Cannavaro: "Facciamo la pace, non la guerra. Son qui per vincere"

Pinzolo - Dice quel che deve, Fabio Cannavaro. E, anche se non apertamente, chiede scusa: «Il malumore di questi giorni è dovuto a mie dichiarazioni fatte a febbraio e mal interpretate. Non volevo mancare di rispetto a nessuno. Sono qui per lavorare, dare il massimo e vincere qualcosa».

Era preparato a una contestazione così forte?
«Sì. Capisco l'amarezza di chi mi ha visto partire, ma abbiamo già spiegato tutto. Voglio essere chiaro, ancora una volta: il primo cui stava bene la Juve ero io. Purtroppo è successo quel che è successo e, con vantaggi per tutti, sono stato ceduto al Real Madrid. Quando però Secco è venuto a casa mia, mi sono convinto subito a tornare: non ho mai parlato di cifre, tanta era la voglia di vestire di nuovo il bianconero».

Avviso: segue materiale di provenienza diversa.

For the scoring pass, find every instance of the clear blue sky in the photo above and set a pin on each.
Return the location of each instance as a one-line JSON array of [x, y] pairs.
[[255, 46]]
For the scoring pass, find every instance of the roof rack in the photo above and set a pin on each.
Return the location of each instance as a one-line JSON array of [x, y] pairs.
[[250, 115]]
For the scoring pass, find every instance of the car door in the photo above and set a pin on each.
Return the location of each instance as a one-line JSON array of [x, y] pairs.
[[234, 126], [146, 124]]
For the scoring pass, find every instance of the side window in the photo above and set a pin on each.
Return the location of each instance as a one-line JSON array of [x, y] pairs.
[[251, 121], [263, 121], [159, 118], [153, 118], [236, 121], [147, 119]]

Le rimproverano di essersi proposto al Napoli.
«La Juve mi ha cercato, il Napoli no. E non è un ripiego: siamo la Juve, mica altro».

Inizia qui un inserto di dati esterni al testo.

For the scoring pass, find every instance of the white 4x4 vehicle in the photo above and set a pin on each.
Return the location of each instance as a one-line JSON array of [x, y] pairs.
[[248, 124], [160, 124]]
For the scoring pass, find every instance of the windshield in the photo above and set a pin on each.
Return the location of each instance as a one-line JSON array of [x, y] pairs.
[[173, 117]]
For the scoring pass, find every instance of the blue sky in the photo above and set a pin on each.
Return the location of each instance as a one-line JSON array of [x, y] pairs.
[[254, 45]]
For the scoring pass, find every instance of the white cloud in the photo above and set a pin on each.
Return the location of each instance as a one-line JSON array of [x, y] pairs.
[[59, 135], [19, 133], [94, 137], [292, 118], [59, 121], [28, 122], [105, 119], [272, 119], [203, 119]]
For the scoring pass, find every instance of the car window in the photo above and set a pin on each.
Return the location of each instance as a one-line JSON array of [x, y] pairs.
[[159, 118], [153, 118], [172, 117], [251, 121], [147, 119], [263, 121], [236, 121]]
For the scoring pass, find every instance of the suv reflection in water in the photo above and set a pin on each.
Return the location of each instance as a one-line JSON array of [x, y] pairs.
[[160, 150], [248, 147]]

Quando finirà questo clima?
«Spero presto. Il clima è ottimo, in squadra e fuori: rovinarlo per colpa mia mi darebbe fastidio. In ogni caso, con qualcuno ho già parlato e sono pronto a rifarlo. Non ho timori: se devo andare a recuperare un pallone vicino a chi mi contesta, ci vado». E oggi a Vicenza, dove giocherà la Juve, ci sarà l’armistizio.

Uno dei tifosi più esagitati è anche entrato in campo.
«Per tranquillizzare l'ambiente, a volte conviene salutare i tifosi. Nel nostro paese è così. Bisognerebbe cambiare abitudini pian piano».

Che succede ora?
«Ho 36 anni, ma dobbiamo pensare al futuro. Io penso di poter andare avanti ancora un bel po’. Se però tanti pensano al Cannavaro del 2006, posso stare a casa: quelli erano livelli impressionanti che mi hanno portato a vincere il Mondiale e a non sbagliare nulla. Io mi sento bene e di diverso da allora non ho nemmeno i capelli. In realtà oggi, appena sbaglio un passaggio, vengo criticato».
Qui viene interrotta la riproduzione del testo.